About Me
As a user experience strategist and designer, I specialize in tying UX results to business metrics: increasing conversion rates, reducing user error, increasing subjective satisfaction, etc. (I can also code well enough to write a C compiler.)
I originally trained under Saul Greenberg; since university I have successfully shipped product in hardware, software and on the web. I have developed for a very wide range of display sizes, from PDAs to specialty SMART Boards as large as 25 feet on the diagonal.
In 2002 I founded the User Experience group at SMART Technologies Inc., makers of the SMART Board interactive whiteboard. I was with SMART for nearly five years; a highlight was winning the China Industry Design Competition in 2006 for "Best User Friendly Design" with our SMART Board 600 series, beating the iPod nano. I was one of only two User Experience specialists on that team (the other was Shannon Bjarnason).
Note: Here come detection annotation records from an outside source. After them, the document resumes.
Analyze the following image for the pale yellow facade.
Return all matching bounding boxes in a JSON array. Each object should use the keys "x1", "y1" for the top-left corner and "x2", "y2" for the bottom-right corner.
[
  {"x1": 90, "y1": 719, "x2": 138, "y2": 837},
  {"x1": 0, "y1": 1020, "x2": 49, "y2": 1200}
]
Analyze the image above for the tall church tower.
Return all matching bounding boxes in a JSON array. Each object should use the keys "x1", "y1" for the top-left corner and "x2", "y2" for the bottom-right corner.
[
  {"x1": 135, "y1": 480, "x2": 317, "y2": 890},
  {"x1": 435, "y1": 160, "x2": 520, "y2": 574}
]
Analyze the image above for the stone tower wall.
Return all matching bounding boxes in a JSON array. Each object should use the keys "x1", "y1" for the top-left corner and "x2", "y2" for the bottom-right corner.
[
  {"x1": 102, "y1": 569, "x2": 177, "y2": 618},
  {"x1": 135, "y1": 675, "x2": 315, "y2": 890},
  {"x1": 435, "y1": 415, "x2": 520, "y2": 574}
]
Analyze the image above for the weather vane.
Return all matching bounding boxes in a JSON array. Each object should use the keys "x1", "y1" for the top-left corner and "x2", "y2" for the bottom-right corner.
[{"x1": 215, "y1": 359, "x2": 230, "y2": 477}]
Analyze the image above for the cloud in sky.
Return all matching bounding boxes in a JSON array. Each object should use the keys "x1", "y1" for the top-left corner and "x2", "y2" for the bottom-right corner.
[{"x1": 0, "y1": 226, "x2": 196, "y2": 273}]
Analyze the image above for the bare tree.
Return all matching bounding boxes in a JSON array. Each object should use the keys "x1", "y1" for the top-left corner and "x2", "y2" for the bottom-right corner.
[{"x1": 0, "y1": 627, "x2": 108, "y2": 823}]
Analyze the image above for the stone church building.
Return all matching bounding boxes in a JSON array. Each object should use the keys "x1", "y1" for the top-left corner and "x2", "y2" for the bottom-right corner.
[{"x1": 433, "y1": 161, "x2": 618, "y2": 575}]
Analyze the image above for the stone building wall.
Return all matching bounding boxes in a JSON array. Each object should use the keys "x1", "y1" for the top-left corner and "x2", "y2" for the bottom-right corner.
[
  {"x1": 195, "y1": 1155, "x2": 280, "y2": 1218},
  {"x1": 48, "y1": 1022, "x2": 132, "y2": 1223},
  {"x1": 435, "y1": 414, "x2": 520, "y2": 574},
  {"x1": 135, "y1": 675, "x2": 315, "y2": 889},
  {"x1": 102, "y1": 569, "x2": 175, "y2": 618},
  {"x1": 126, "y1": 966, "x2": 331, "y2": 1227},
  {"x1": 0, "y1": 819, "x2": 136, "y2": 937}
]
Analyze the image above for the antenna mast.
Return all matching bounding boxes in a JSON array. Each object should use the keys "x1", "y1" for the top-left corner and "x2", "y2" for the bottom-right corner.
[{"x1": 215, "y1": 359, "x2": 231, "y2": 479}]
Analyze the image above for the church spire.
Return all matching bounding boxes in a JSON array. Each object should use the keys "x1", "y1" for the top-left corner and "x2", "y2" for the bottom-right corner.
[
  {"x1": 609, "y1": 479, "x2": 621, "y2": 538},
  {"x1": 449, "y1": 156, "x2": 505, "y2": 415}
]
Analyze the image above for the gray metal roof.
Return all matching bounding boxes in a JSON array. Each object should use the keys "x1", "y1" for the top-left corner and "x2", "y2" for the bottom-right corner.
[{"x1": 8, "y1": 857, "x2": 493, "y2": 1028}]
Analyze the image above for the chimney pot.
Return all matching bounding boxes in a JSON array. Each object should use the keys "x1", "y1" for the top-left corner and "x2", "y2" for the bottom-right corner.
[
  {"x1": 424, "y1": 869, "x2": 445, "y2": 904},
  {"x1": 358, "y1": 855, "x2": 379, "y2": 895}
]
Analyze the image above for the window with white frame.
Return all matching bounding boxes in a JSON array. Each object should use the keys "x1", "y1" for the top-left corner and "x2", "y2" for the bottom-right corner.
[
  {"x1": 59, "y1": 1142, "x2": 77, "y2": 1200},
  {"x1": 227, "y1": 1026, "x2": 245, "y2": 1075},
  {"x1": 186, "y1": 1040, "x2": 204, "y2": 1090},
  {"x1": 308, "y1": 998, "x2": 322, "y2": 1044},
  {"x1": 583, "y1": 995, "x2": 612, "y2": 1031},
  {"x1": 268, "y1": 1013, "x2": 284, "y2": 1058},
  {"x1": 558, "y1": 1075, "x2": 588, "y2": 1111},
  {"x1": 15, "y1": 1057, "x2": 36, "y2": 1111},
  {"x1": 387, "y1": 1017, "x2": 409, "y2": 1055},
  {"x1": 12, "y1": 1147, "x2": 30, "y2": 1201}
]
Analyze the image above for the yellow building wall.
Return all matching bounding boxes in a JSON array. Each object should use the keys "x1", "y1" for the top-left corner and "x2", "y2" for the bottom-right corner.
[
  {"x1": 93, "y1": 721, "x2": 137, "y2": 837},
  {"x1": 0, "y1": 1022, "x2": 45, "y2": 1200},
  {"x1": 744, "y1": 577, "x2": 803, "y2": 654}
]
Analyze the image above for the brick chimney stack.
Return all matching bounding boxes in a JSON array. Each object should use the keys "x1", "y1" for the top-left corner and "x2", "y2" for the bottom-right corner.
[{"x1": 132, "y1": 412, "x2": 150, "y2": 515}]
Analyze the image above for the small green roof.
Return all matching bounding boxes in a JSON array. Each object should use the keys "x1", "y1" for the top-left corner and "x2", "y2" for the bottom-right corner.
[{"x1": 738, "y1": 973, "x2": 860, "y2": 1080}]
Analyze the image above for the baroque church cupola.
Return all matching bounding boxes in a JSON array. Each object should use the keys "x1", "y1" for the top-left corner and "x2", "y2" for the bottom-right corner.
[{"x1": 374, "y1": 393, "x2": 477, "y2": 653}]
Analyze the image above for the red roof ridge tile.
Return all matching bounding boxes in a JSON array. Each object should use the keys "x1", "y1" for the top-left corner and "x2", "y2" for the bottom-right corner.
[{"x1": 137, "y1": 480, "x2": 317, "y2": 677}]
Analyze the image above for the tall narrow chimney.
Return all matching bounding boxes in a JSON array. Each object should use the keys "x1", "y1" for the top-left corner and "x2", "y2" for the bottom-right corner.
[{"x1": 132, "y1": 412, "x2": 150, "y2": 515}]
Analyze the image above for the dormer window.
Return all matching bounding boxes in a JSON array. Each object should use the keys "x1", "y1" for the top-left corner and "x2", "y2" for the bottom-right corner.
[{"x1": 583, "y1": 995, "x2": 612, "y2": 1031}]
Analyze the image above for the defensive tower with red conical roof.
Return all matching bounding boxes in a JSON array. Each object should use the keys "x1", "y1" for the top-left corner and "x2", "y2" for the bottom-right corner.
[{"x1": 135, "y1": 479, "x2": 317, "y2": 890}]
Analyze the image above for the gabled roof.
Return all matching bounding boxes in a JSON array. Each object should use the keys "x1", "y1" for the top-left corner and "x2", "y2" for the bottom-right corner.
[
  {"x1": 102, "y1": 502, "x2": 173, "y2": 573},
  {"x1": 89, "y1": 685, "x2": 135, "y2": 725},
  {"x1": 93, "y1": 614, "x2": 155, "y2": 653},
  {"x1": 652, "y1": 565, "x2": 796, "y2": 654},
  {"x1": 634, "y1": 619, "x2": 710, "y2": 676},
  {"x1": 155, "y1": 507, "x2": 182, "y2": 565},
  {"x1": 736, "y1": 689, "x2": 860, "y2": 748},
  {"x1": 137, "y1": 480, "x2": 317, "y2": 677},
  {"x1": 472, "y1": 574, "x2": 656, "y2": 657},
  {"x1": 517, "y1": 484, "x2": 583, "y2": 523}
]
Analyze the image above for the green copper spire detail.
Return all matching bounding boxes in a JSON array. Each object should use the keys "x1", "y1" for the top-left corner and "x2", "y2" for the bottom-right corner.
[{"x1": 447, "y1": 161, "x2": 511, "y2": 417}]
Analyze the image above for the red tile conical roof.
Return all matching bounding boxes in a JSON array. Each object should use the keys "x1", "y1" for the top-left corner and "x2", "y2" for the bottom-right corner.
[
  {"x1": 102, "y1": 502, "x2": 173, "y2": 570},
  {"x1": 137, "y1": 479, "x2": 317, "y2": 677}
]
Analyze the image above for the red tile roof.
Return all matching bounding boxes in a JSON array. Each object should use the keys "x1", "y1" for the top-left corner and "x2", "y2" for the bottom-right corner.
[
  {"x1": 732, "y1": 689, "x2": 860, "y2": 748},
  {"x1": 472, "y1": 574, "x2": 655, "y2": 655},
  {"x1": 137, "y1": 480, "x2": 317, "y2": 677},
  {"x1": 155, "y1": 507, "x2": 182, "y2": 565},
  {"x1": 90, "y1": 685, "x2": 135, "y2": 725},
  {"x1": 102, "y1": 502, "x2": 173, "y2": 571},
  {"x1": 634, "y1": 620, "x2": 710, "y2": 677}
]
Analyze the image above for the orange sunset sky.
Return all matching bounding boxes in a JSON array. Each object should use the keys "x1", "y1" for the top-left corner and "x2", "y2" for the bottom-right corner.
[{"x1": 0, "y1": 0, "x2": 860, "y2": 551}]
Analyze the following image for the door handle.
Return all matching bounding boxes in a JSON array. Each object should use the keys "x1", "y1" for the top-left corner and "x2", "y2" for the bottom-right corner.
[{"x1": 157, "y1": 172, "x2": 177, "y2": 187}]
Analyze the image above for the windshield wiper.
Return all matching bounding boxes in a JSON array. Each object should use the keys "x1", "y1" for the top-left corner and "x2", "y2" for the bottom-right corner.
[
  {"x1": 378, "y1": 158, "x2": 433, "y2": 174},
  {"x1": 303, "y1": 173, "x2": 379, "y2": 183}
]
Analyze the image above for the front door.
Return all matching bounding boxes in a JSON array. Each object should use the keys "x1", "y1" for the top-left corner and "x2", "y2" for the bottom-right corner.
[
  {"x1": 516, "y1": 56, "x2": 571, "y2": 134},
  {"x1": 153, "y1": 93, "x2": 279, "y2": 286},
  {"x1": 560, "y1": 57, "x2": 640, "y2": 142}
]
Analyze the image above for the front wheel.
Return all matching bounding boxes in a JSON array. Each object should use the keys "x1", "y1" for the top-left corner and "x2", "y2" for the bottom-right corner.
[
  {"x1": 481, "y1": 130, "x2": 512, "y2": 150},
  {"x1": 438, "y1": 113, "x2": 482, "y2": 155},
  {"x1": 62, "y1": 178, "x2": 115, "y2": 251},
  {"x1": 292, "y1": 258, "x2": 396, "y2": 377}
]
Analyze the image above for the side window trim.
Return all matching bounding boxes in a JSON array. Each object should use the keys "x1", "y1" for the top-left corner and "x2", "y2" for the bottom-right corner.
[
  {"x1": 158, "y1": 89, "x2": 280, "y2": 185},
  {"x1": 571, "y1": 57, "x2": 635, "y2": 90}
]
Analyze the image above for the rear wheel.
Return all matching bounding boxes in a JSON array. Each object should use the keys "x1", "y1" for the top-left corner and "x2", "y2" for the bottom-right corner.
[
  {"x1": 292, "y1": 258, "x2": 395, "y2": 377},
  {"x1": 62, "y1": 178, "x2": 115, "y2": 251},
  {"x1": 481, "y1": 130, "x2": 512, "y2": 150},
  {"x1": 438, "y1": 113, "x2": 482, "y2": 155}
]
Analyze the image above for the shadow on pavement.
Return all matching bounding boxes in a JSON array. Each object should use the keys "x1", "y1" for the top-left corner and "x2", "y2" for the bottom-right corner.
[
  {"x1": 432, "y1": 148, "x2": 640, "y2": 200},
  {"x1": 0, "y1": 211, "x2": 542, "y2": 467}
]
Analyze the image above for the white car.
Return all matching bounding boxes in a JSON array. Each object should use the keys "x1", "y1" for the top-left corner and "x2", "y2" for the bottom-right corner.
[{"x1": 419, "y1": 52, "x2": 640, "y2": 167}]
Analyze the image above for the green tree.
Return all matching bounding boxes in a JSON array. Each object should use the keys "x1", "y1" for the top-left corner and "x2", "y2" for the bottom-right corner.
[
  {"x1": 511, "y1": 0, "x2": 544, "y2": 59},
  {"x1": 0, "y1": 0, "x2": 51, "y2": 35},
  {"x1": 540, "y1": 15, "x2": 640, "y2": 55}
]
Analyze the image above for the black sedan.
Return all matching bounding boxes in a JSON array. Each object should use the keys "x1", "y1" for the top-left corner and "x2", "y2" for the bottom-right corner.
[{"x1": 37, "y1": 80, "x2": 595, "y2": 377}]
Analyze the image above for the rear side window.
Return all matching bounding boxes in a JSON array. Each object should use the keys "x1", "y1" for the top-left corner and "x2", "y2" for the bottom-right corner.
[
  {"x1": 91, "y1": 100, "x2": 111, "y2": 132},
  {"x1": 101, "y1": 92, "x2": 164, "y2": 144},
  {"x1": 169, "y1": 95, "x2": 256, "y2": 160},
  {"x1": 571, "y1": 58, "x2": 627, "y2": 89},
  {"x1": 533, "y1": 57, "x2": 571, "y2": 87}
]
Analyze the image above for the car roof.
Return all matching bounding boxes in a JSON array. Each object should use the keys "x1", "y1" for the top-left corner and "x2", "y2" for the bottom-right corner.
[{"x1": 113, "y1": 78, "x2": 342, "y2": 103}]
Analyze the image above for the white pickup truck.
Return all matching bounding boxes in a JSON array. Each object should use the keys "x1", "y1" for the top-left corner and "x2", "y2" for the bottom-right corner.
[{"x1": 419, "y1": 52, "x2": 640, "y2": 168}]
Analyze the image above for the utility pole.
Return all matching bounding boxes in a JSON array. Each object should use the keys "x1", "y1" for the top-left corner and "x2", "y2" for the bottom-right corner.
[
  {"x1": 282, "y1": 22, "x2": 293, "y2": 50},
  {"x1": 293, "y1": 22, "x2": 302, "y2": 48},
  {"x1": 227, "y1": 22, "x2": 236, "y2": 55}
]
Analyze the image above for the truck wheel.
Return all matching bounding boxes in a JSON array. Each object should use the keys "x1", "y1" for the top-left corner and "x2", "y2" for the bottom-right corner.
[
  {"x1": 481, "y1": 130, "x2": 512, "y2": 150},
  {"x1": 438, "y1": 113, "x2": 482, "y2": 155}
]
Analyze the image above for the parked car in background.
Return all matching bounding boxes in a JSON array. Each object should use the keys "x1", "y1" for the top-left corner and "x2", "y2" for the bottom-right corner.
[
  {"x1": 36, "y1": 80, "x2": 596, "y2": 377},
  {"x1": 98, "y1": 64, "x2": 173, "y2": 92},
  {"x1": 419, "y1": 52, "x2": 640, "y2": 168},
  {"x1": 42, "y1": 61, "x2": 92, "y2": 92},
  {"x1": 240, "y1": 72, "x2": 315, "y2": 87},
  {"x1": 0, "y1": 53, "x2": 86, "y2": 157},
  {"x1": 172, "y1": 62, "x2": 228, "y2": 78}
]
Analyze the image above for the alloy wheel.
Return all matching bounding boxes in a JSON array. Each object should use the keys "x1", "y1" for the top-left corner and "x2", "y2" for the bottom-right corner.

I was the lead UI developer on SMART Notebook 9; sales of SMART Boards doubled the year after release, and while it wasn't all attributable to the software, Notebook is a significant differentiator for SMART. The UI metaphor and the emphasis on pushing functionality "onto the objects" (a human performance necessity due to the 6'+ screen size) came from research I did with Meiti Yang and Cory Sanoy, respectively; our designs are still recognizably a part of the latest SMART Notebook two and a half years later.
After an abortive offer from the XBox team at Microsoft, I was recruited by QuIC Financial Technologies. QuIC makes a wicked-fast vector solver (the QuIC Engine) used by investment banks for financial analytics, pricing, and risk management. QuIC wanted a GUI to equal their engine. I hired and led a brand-new team (Mike Cullingham, Philip Kan and Daniel Wan) and with only one of us having domain-specific knowledge, we created QuIC Analyzer to enable risk managers to make sense of the massive data sets generated by the QuIC Engine, drilling down into individual trades or visualizing aggregate information across portfolios. Analyzer was an important piece of QuIC's unified market and credit risk offering, and a year after I was hired we successfully demoed Analyzer in London for representatives of BNP Paribas, HSBC, Royal Bank of Scotland, ABN AMRO and others.
In January of 2008 I became the Senior User Experience Designer at Veer.com. Veer had some fascinating findability and ecommerce problems to solve, and data on user behaviour (not to mention access to the users themselves) was much easier come by than in the highly security-conscious world of investment banking. I thoroughly enjoyed my time at Veer, where I focused on improving conversion rates by making relevant images easier for visitors to find. That work was cut short following Veer's acquisition by Corbis. Having a good-sized UX team at its Seattle headquarters, Corbis decided to centralize all UX work there and my position in Calgary was eliminated.
After three months as Director of Information Architecture at Critical Mass (which was a great experience, but a poor fit) I signed on with the UX Guys in May of 2009. I'm having a lot of fun helping clients all around North America improve the usefulness, relevance and performance of their intranets, public-facing websites and desktop software.